Although Windows Sockets is a new technology, much evolution has already taken place in the TCP/IP community. Microsoft's new 32-bit operating system, Windows NT, will offer Windows Sockets support for both 16- and 32-bit Windows applications. Microsoft is encouraging third-parties and corporate developers to use Windows Sockets as the client-server and distributed application API by including the Windows Sockets API as part of WOSA, the Windows Open Services Architecture.
Several PC-based TCP/IP implementations are offering Windows Sockets support, and over two dozen application vendors are shipping Windows Sockets-compatible applications. Moreover, many corporations are standardizing on Windows Sockets as the API of choice for client-server networking application development.
The Windows Sockets waters may remain calm for a short while, probably only long enough to allow application vendors and TCP/IP implementors to produce 1.1-compatible offerings.

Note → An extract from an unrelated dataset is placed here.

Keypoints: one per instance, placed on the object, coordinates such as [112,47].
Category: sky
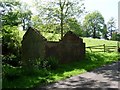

There are already some ideas of what features future revisions of the specification may incorporate: transparent transport independence, access to raw sockets for lower-level network functions, and the ability to share a connected socket between different applications to name a few.
The success of the Windows Sockets 1.1 effort has spawned significant interest in the next version, called Windows Sockets 2.0. This new standard will remain backward-compatible with Windows Sockets 1.1 while solving several of the key problems application and service writers face today in using Windows Sockets 1.1: transport independence, Win32 integration, and service registration and name resolution.
If Windows Sockets is a sign of things to come in Windows networking, application development under Microsoft Windows will continue to become easier, more flexible, and more powerful.